We also have many contemporary witnesses who have written books on the topic of the power of prayer:
- Katherine Kuhlman tells of miracles of healing;
- Peter Marshall speaks of God’s guidance and direction in his call to minister in the USA;
- Billy Graham reports of salvation for millions achieved during his world-wide campaigns; and
- David Wilkerson witnesses to lives turned around by prayer;
There are many who will attest that the banks of fog which shrouded the seas, allowing thousands of Allied troops to be evacuated from Dunkirk under enemy fire during the Second World War, were the result of prayer which circled the globe.

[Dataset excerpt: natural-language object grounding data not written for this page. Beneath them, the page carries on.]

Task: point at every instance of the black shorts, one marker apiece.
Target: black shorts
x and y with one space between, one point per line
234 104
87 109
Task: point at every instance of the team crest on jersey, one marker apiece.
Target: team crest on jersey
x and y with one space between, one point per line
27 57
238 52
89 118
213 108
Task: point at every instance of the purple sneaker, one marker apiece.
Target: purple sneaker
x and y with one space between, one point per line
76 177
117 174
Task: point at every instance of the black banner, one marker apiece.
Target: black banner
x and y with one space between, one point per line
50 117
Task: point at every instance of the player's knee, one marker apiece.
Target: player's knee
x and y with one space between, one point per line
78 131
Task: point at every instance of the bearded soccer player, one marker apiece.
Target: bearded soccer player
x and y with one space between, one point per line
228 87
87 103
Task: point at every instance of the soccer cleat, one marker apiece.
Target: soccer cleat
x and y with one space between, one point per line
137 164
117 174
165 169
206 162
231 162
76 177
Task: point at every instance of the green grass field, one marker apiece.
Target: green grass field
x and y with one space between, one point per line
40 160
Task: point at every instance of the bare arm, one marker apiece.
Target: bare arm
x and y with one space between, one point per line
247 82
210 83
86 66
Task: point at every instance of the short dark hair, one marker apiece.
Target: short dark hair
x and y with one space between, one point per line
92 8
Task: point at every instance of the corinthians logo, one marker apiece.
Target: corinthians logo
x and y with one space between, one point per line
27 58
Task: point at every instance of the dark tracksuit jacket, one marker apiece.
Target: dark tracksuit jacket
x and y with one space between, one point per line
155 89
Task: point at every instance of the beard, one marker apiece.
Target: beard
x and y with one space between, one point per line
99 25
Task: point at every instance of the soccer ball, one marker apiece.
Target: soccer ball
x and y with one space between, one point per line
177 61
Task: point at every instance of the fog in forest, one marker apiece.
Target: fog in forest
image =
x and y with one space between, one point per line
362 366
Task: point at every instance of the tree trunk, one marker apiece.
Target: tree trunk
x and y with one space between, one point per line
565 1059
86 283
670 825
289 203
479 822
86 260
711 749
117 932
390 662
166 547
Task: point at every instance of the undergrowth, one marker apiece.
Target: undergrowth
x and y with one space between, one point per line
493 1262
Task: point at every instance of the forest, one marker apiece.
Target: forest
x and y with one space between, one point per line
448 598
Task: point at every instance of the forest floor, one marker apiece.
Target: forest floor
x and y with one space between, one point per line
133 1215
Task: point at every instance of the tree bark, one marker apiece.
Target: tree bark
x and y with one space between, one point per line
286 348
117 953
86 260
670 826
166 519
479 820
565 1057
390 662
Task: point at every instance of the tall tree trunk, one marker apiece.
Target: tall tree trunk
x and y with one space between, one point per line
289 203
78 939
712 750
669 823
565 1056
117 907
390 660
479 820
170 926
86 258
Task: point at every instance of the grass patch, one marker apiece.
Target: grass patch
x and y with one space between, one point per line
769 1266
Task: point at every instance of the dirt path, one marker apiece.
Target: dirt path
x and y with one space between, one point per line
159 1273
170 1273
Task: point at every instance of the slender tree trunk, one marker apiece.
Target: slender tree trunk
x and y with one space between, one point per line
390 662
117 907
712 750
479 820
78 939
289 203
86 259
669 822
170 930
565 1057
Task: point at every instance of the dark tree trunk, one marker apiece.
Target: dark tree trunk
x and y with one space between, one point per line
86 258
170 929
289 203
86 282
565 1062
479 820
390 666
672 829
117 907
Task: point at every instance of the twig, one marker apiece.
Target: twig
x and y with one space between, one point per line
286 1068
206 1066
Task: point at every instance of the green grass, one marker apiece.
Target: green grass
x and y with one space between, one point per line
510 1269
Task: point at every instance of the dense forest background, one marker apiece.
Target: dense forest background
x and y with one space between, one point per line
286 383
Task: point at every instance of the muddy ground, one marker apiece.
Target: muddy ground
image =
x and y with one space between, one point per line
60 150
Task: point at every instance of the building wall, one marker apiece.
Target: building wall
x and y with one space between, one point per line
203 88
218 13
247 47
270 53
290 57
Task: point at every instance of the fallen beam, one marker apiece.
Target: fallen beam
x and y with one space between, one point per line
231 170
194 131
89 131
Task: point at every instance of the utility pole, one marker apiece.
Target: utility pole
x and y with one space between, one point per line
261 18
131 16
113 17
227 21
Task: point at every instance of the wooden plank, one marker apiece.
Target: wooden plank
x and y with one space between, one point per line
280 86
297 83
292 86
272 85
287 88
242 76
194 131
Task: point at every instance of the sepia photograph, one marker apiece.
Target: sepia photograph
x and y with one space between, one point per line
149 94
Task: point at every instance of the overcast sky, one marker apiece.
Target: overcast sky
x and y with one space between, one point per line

Faith makes the difference in prayer, changing prayer from a custom of conformity into an expression of spiritual intimacy. Prayer wraps around us like a soft blanket, providing comfort and assurance during the fiercest of life’s storms. Prayer provides the strength when we would otherwise be beaten by circumstances. Prayer supplies us with non-judgmental love and forgiveness when we, or those we love and serve, have been hurt. Prayer gives us the courage to challenge injustices and prejudices whether these be entrenched in legislation or in attitudes. Prayer shakes our lives and conceptions (misconceptions) just as surely as the bones were shaken in the valley of Ezekiel’s vision, so that God may remove the scales from our eyes and the plugs from our ears, and we may experience vibrant lives as God’s children.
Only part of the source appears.